Abstract
Objectives
To evaluate susceptibility values associated with iron accumulation in the deep gray matter during postnatal development and to compare magnetic susceptibility between patients with normal and delayed development.
Methods
Patients with postmenstrual age (PMA) ≤ 1000 days underwent MR scans between August 2015 and April 2020 at our hospital. Quantitative susceptibility mapping (QSM) was performed, and magnetic susceptibility was measured using three-dimensional volumes of interest (VOIs) for the caudate nucleus (CN), globus pallidus (GP), putamen (PT), and ventrolateral thalamic nucleus (VL). Cross-sectional analysis was performed for 99 patients with normal development and 39 patients with delayed development.
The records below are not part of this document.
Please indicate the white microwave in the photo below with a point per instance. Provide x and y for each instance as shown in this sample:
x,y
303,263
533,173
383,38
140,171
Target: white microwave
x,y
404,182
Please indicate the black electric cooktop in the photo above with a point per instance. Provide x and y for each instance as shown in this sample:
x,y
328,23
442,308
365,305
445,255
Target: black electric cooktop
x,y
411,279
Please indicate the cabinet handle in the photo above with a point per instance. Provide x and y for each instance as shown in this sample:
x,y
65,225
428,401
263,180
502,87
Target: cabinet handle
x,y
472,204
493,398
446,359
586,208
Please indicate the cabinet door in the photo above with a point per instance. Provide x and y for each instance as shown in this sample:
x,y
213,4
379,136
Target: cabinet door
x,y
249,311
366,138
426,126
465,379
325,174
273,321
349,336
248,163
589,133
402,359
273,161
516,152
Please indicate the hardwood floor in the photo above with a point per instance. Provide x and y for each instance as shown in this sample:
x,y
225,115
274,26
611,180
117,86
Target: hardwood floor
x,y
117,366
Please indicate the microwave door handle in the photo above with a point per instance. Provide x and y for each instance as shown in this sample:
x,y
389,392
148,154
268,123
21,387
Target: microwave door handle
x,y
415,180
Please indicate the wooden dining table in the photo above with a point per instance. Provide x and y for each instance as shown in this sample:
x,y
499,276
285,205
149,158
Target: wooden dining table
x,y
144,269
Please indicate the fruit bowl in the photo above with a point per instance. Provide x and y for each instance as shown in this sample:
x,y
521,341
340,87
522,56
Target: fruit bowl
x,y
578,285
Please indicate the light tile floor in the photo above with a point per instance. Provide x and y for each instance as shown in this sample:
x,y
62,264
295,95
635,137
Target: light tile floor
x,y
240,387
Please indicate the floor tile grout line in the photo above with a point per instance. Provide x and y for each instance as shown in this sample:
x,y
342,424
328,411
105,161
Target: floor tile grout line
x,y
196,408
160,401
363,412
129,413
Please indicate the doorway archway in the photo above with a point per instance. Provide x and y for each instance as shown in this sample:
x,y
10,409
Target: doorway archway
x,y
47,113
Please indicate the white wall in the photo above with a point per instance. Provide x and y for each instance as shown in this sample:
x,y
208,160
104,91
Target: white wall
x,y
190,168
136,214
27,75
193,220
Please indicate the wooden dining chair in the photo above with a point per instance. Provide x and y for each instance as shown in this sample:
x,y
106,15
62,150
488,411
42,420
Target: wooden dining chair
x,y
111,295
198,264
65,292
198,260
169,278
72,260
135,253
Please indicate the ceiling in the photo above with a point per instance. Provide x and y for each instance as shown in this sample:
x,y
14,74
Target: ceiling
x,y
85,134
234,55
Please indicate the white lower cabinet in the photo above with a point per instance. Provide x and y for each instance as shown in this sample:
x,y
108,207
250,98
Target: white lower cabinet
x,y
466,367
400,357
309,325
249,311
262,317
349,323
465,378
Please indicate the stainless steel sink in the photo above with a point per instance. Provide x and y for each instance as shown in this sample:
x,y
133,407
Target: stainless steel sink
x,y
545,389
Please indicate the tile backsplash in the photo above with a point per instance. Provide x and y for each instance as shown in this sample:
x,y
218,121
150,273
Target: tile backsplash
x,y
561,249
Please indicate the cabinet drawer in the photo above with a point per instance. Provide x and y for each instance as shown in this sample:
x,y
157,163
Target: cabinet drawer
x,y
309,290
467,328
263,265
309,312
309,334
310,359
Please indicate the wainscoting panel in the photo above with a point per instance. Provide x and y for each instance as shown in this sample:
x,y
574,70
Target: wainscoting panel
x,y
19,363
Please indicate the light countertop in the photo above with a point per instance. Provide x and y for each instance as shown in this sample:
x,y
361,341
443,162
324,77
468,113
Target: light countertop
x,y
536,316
Longitudinal analysis was also performed to interpret changes over time in 13 patients with normal development. Correlations between magnetic susceptibility in VOIs and PMA or chronological age (CA) were assessed.
Results
Susceptibility values for CN, GP, PT, and VL showed positive moderate correlations with both PMA (ρ = 0.45, 0.69, 0.62, and 0.33, respectively) and CA (ρ = 0.53, 0.69, 0.66, and 0.39, respectively). The slope of the correlation between susceptibility values and age was highest in the GP among the four gray matter areas. Susceptibility values for the CN, GP, PT, and VL were higher with normal development than with delayed development at early postnatal age, although a significant difference was only observed for the CN. Susceptibility values also increased with age in the longitudinal analysis.
Conclusions
Magnetic susceptibility values in deep gray matter increased with age ≤ 1000 days. The normal development group showed higher susceptibility values than the delayed development group at early postnatal age (PMA ≤ 285 days).
Key Points
• Magnetic susceptibilities in deep gray matter nuclei increased with age (postmenstrual age ≤ 1000 days) in a large number of pediatric patients.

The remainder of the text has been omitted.